俺は大きくため息をつくと下を向いたまま、アームギアに手を伸ばし、画面に表示された釣り竿のアイコンをタッチする。ピリッと軽い電流のような刺激が走り、すぐに具現化された釣り竿が俺の右手に現れた。びっくりした顔で、サイコとタカシが同時に口を開く。
「何これ? 釣り竿……どうゆうことだ?」
「何のゲームをしてたの?」
小さな声で俺が答える。
「モフぱら……」
一瞬の間を置いて、二人は腹を抱えて笑い出した。
「モフぱらって……、まじか? おっさん可愛いとこあるじゃん!」
サイコは完全に腹筋崩壊みたいな顔をしている。
「いやこれは俺のゲームじゃなく……」
言い返そうとしたが、よけい惨めになりそうな気がして途中で言葉を飲み込んだ。止まらないサイコは、ケラケラと笑いながら続ける。
「けどよー、これから起こるのがデスゲームだとしたら、その釣り竿、とんだ死亡フラグだな」
恥ずかしさか、それとも怒りか、遠慮のないサイコの言葉を耳にして、顔が真っ赤になる。怒鳴りつけたい衝動をなんとか抑え込む。落ち着け俺……、相手はまだ子供だ。ムキになることでもない。
すると俺の憮然とした顔を見ながらサイコがとどめを刺すように言った。
「ま、仲良くやろうぜ。釣り竿ニキ」
──こいつ勝手に俺にあだ名を!
流石に黙ってられず、口を開きかけるが、言葉を口にする前にサイコにぴしゃりと言われた。
「最初にアタシのことサイコと呼んだのは、そっちだかんな」
思わぬ反撃を受け、鬼の形相で睨みつけながら俺は押し黙った。いや、最初に言い出したのはタカシなんだが……、だが言い訳じみたその言葉を口にするのははばかられた。
「釣り竿ニキって……ちょっと止めてよ、今はふざけてる場合じゃないだろ」
いや俺はふざけてないし。てかそういうタカシ、お前もおかしくってしょうがないって顔してるんだが……。
──ふーっ
心の中で大きなため息をつく。いつもそうだ。昔から。学校のクラスでも会社でも、気づけば周囲からいじられてきた。自ら望んだわけでもないのに気づけば道化の役回り。そんなことの繰り返しだ……。笑いあう二人を横目にそんなことを思いながら俺は黙っていた。
「でもちゃんと調べた方がいいよスキルも、このアームギアのことも」
しばらくして、今度は真顔でタカシが言った。確かに今のこの状況は笑いごとではすまされない。その言葉を聞いてやっとサイコもふざけた態度を引っ込めた。
それから俺たちは腕に巻かれたアームギアをあちこち操作しながら何ができるのかを確認していった。
その結果わかったことは、まずスキルは、アームギアからいつでも出し入れが可能なこと。仮に遠くへ投げたり無くしたりしても、アームギアで一度キャンセルすれば再度手元に具現化させることができる。

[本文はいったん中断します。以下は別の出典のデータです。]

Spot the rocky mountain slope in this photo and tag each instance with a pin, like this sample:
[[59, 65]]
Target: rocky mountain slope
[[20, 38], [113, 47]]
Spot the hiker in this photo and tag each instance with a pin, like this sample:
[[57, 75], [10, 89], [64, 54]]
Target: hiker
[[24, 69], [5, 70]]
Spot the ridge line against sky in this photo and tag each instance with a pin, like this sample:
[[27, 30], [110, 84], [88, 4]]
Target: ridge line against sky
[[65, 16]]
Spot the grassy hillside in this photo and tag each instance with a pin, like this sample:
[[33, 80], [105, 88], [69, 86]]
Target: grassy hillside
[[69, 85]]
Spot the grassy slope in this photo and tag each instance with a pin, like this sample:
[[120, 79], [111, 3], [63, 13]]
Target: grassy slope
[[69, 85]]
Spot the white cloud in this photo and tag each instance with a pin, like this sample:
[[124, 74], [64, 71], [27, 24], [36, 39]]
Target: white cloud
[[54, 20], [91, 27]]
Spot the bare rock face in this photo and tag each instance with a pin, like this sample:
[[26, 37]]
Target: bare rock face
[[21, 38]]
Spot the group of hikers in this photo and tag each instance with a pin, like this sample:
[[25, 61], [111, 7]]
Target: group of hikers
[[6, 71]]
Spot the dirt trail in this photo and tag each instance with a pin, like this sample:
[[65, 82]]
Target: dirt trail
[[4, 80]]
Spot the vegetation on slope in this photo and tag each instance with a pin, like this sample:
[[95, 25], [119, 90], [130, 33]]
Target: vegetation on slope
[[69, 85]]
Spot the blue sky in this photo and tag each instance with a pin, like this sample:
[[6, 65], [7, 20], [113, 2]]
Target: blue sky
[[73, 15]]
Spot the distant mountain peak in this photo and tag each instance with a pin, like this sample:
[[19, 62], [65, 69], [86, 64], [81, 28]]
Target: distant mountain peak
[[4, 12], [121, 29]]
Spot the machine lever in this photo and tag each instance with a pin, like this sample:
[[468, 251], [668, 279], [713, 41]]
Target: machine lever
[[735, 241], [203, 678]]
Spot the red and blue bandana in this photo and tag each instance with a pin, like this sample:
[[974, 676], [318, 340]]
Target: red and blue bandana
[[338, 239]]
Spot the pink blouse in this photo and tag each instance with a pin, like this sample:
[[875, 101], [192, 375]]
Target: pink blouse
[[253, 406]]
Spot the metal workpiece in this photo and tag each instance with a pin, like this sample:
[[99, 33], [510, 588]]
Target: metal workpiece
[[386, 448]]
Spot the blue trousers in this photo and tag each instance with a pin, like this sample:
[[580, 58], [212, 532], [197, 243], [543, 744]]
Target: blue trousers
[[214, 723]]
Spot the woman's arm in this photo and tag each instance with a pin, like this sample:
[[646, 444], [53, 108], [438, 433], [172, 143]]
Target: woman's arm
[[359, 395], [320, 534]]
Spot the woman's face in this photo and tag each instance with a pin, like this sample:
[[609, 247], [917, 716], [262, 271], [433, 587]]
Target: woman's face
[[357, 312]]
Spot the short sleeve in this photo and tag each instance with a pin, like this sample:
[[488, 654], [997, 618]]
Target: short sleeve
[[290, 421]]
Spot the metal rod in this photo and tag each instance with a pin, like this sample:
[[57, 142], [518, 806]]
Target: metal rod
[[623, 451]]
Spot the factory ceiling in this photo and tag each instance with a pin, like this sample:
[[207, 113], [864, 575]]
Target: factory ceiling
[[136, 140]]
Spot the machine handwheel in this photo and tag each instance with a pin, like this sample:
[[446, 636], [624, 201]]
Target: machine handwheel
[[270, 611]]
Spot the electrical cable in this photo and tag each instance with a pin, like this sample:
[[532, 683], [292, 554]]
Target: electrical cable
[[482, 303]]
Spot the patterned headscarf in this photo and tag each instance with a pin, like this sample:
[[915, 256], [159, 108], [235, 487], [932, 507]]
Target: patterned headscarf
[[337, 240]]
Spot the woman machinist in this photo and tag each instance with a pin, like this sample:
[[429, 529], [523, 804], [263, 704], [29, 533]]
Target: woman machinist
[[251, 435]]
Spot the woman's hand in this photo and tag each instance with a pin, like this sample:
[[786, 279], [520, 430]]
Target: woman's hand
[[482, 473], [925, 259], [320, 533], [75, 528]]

ただし使用には二つの制限があった。一つ目は時間制限、タカシの爆弾は一度使用すると、一時間具現化できない。サイコのハンドガンは、15発の弾があり、一度使うと残弾数の有無に関わらず、フル装填されるまで一時間かかる。そして俺の釣り竿だが……なんと無制限となっていた。使い放題らしい、マジうける。
二つ目の制限は他人のスキルは使えないということ。サイコの銃やタカシの爆弾を渡されても俺は使うことができないようだった。
一方アームギアで表示されるのは、時刻、使用可能スキル、カウントダウン、それとピンク色で点滅するハートのマークがひとつ。このハートが消えたらどうなるのか、そのことはあまり考えたくはない。
それ以外にアームギアには通信とマップの機能がついていた。試しにマップを起動させてみたが、今いる倉庫の中、しかも自分が確認した所しか表示されず、あまり役に立ちそうにはなかった。
そうしてる間にもカウントダウンは進んでいく。
「とにかくまずここから出よう」
俺はそう言った。ここを出ないことには何も始まらない。三人で手分けして扉の鍵、または他の出口を探していく。
タイプライターや机を調べ直す俺、段ボールを開けていくタカシ、そして奥の棚を調べるサイコ。姿が見えないサイコの足音がペタペタと響く。彼女はここに来る前自分の部屋にいたらしくスリッパのままだった。そう言う俺も靴下のままだ。ここへ飛ばされる前に公園にいたタカシだけがスニーカーを履いていた。
二人の足元に気づいたタカシが、開いた段ボールで見つけた白いシューズを手渡してくれた。靴ひもの代わりにチャックのついた白い上履きのようなそれは、中敷きに抗菌医療用シューズと書かれていた。よくわからないが、ないよりましだろう。俺とサイコはそいつに足を通し探索を続ける。
しかし、倉庫中を探しても手掛かりはなかった。アームギアを調べても、鍵はおろかヒントになるようなものも見つからなかった。
「なんだこのゲーム、いきなりバグってんじゃねえのか」
サイコがぼやく。
「ゲーム……そうか」
タカシがそうつぶやき腕のアームギアにタッチした。直ぐにスキルにより具現化された爆弾が現れる。
それを扉の鍵穴の所に接着する。そのまま、扉から距離をとる。タカシが何を始めたのか理解した俺とサイコも慌てて扉から離れる。棚の後ろに避難した俺たちを確認したタカシがアームギアの画面をタッチした。
ドンッ!
低い破裂音と振動が伝わり、遅れて火薬と薬品が混ざったような匂いが鼻をついた。見ると薄煙の向こうにある扉は、鍵穴の部分が破壊されそこから光が差し込んでいた。
「よし!」
タカシが小さくガッツポーズをして扉へ向かう。
「やるじゃねーか」
物陰からサイコが立ち上がる。俺もホッとした顔で後に続く。三人が揃うと、タカシがゆっくりと扉を開けた。